Zhang Yan, Shen Long, Stupack Dwayne G, Bai Nan, Xun Jing, Ren Guosheng, Han Jihong, Li Luyuan, Luo Yunping, Xiang Rong, Tan Xiaoyue
Department of Immunology, Medical School of Nankai University, Tianjin 300071, China.
Central Laboratory, Logistics University of Chinese People's Armed Police Force, Tianjin, 300162, China.
Oncotarget. 2016 May 17;7(20):29387-99. doi: 10.18632/oncotarget.8836.
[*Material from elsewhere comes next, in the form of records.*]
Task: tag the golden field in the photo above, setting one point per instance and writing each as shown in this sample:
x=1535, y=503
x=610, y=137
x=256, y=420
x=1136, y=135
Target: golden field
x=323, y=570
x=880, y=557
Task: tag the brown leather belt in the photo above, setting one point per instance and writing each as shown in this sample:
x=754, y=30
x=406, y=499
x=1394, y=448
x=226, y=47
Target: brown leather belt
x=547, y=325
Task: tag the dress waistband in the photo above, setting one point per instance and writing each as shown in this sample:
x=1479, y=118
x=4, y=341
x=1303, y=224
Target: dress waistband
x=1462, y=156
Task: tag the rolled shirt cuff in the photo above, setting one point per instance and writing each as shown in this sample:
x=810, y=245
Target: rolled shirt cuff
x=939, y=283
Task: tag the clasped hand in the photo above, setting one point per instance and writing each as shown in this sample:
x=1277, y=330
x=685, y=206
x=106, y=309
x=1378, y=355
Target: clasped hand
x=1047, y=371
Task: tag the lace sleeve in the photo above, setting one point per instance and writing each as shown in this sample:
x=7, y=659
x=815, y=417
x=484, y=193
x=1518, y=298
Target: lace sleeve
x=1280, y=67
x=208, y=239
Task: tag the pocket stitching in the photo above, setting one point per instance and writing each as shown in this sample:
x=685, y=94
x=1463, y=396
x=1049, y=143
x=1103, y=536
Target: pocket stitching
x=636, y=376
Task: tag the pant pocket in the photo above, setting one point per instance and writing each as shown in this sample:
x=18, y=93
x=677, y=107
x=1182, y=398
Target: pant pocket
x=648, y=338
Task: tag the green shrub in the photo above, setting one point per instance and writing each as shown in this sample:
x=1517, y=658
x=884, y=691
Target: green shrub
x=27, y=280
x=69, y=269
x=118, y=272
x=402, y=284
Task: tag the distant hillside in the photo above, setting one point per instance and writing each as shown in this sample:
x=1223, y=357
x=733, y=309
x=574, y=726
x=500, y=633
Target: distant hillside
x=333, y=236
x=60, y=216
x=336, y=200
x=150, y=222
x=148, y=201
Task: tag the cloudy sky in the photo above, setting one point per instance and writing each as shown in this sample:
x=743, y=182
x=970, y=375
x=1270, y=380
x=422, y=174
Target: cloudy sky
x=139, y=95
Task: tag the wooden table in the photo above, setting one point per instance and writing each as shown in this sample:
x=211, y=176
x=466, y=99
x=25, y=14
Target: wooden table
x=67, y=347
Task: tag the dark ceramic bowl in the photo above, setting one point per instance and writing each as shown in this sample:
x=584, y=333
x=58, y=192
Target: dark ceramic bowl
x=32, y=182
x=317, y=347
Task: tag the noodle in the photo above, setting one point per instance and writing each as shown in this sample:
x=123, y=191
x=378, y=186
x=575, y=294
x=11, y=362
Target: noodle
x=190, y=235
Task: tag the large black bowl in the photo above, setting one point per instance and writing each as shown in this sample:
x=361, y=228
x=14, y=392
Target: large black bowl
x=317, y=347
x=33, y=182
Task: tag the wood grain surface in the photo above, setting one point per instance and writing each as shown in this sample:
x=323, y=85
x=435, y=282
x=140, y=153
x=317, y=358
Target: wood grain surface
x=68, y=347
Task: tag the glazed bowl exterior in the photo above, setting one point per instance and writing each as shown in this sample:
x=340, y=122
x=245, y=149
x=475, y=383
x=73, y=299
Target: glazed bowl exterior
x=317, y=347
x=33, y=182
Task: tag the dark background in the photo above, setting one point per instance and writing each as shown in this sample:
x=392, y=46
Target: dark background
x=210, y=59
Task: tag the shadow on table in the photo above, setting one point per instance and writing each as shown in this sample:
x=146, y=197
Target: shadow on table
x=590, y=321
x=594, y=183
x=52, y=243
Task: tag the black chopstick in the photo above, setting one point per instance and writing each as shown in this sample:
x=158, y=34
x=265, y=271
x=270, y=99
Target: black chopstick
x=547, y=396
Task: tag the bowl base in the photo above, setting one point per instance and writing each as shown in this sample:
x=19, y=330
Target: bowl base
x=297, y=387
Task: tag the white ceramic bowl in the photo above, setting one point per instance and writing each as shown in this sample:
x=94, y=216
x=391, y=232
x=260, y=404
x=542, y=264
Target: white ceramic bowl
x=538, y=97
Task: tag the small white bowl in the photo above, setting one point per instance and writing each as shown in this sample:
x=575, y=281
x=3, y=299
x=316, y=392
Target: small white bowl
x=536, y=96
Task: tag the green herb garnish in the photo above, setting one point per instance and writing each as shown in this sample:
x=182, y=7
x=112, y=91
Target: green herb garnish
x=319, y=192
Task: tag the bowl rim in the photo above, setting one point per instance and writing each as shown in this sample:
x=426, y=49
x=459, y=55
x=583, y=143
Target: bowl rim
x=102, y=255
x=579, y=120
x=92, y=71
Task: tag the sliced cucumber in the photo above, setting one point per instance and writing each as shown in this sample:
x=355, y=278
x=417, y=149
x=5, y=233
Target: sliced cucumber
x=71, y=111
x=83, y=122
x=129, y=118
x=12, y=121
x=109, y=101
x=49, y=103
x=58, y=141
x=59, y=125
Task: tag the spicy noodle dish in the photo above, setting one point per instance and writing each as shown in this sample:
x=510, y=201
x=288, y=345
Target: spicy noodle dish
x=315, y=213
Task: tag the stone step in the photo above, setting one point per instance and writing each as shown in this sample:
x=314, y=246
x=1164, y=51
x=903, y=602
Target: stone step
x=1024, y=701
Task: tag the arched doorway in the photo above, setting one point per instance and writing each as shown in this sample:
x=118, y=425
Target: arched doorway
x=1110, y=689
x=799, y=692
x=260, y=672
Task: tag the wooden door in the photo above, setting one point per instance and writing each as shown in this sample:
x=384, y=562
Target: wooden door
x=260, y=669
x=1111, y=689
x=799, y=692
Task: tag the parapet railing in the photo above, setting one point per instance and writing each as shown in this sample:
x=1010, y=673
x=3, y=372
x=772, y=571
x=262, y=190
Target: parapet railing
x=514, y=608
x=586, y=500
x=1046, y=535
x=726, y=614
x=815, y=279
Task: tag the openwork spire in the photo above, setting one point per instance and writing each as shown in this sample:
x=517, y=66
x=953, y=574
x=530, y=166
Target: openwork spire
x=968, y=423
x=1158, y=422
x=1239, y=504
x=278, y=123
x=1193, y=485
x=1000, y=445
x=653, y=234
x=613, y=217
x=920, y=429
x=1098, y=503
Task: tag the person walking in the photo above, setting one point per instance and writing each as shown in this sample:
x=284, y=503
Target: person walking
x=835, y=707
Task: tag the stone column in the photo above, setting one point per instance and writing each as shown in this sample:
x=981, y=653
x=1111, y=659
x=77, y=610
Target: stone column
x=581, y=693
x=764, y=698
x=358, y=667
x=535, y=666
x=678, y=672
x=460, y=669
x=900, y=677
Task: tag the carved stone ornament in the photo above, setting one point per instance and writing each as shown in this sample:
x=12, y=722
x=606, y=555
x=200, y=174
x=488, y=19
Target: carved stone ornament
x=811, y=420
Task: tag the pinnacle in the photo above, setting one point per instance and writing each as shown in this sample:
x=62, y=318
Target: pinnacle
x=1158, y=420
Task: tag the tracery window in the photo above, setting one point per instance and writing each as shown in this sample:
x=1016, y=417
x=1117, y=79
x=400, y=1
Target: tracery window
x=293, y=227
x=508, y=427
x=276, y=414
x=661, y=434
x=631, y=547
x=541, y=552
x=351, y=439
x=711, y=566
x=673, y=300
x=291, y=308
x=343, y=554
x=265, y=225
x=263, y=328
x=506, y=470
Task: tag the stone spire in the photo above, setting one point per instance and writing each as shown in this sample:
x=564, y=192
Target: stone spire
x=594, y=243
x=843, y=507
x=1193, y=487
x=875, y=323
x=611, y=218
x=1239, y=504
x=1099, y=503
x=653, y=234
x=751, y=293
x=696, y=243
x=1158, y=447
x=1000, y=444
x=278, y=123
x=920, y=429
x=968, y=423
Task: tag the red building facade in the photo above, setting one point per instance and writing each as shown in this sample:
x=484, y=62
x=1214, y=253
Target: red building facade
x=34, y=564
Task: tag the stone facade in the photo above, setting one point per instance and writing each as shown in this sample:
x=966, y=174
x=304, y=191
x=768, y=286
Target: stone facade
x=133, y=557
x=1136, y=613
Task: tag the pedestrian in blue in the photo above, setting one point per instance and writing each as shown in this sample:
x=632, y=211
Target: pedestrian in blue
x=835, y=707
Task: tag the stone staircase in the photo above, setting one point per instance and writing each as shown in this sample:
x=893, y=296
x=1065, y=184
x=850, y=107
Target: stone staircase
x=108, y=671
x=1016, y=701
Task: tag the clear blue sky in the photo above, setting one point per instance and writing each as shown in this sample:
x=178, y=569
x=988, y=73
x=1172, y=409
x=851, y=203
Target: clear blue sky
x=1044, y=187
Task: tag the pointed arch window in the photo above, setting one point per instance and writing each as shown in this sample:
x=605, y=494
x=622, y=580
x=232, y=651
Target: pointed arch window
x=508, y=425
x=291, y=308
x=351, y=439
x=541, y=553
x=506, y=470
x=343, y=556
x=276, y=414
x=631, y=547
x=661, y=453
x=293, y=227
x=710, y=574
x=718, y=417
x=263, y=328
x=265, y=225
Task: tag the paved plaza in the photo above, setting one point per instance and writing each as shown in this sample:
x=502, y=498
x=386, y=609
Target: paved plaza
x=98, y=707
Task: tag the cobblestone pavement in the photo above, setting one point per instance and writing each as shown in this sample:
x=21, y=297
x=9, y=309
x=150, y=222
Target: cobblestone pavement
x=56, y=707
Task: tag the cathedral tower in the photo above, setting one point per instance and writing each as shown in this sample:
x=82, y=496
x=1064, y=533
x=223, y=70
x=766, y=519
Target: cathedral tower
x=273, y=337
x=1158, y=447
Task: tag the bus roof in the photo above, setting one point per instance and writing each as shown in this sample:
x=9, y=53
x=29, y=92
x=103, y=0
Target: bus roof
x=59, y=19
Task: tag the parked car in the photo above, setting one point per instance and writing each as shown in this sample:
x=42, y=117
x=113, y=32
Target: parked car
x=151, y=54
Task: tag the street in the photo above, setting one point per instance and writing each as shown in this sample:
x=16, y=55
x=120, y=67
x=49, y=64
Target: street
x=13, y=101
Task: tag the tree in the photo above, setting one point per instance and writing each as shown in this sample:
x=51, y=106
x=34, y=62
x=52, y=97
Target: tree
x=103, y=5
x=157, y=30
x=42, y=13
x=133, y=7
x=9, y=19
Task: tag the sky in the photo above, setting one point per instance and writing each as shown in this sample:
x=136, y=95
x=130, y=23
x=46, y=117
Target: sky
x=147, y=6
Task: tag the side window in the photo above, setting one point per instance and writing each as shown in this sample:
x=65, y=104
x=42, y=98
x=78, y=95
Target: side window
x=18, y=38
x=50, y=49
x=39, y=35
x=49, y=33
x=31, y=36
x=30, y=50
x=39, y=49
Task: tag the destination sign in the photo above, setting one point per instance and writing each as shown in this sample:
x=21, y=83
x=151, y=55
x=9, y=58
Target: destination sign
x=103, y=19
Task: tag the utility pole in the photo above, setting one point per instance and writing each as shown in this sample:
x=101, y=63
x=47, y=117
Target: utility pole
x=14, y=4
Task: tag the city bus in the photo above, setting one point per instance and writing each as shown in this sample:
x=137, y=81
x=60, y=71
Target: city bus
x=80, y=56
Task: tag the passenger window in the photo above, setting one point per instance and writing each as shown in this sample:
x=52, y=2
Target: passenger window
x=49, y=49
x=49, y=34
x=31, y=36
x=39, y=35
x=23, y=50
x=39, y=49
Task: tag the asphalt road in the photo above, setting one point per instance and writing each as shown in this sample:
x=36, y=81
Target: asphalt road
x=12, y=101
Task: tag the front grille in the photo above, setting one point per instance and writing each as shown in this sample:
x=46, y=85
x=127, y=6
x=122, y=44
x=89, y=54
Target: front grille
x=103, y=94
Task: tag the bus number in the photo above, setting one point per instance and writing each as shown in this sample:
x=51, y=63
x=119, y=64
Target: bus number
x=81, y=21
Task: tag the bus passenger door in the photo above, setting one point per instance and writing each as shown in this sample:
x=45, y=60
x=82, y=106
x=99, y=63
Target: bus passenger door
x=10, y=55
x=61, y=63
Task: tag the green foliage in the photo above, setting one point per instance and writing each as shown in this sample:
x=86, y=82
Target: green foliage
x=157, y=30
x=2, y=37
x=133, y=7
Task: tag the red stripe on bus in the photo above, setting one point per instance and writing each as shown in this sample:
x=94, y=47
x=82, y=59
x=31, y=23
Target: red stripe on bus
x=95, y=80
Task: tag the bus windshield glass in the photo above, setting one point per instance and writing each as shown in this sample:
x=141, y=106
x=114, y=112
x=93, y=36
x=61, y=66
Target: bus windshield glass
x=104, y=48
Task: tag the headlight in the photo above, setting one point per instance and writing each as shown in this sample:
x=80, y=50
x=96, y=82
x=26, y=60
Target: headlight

JMJD3 (Jumonji domain containing-3), a histone H3 Lys27 (H3K27) demethylase, has been reported to be involved in the antigen-driven differentiation of germinal center B-cells. However, insight into the mechanism of JMJD3 in DLBCL (Diffuse large B-cell lymphoma) progression remains poorly understood. In this study, we investigated the subtype-specific JMJD3-dependent survival effects in DLBCL. Our data showed that in the ABC subtype, silencing-down of JMJD3 inhibited interferon regulatory factor 4 (IRF4) expression in a demethylase activity-dependent fashion. IRF4 reciprocally stimulated expression of JMJD3, forming a positive feedback loop that promoted survival in these cells. Accordingly, IRF4 expression was sufficient to rescue the pro-apoptotic effect of JMJD3 suppression in the ABC, but not in the GCB subtype. In contrast, ectopic overexpression of BCL-2 completely offset JMJD3-mediated survival in the GCB DLBCL cells. In vivo, treatment with siRNA to JMJD3 reduced tumor volume concordant with increased apoptosis in either subtype. This suggests it is a common target, though the distinctive signaling axes regulating DCBCL survival offer different strategic options for treating DLBCL subtypes.
JMJD3(含Jumonji结构域蛋白3)是一种组蛋白H3赖氨酸27(H3K27)去甲基化酶,据报道其参与生发中心B细胞的抗原驱动分化。然而,对于JMJD3在弥漫性大B细胞淋巴瘤(DLBCL)进展中的作用机制仍知之甚少。在本研究中,我们调查了DLBCL中JMJD3依赖的亚型特异性生存效应。我们的数据表明,在ABC亚型中,JMJD3的沉默以去甲基化酶活性依赖的方式抑制干扰素调节因子4(IRF4)的表达。IRF4反过来刺激JMJD3的表达,形成一个促进这些细胞存活的正反馈环。因此,IRF4的表达足以挽救JMJD3抑制在ABC亚型而非GCB亚型中的促凋亡作用。相反,BCL-2的异位过表达完全抵消了JMJD3介导的GCB DLBCL细胞的存活。在体内,用针对JMJD3的siRNA处理可减小肿瘤体积,这与任一亚型中凋亡增加相一致。这表明它是一个共同靶点,尽管调节DCBCL存活的独特信号轴为治疗DLBCL亚型提供了不同的策略选择。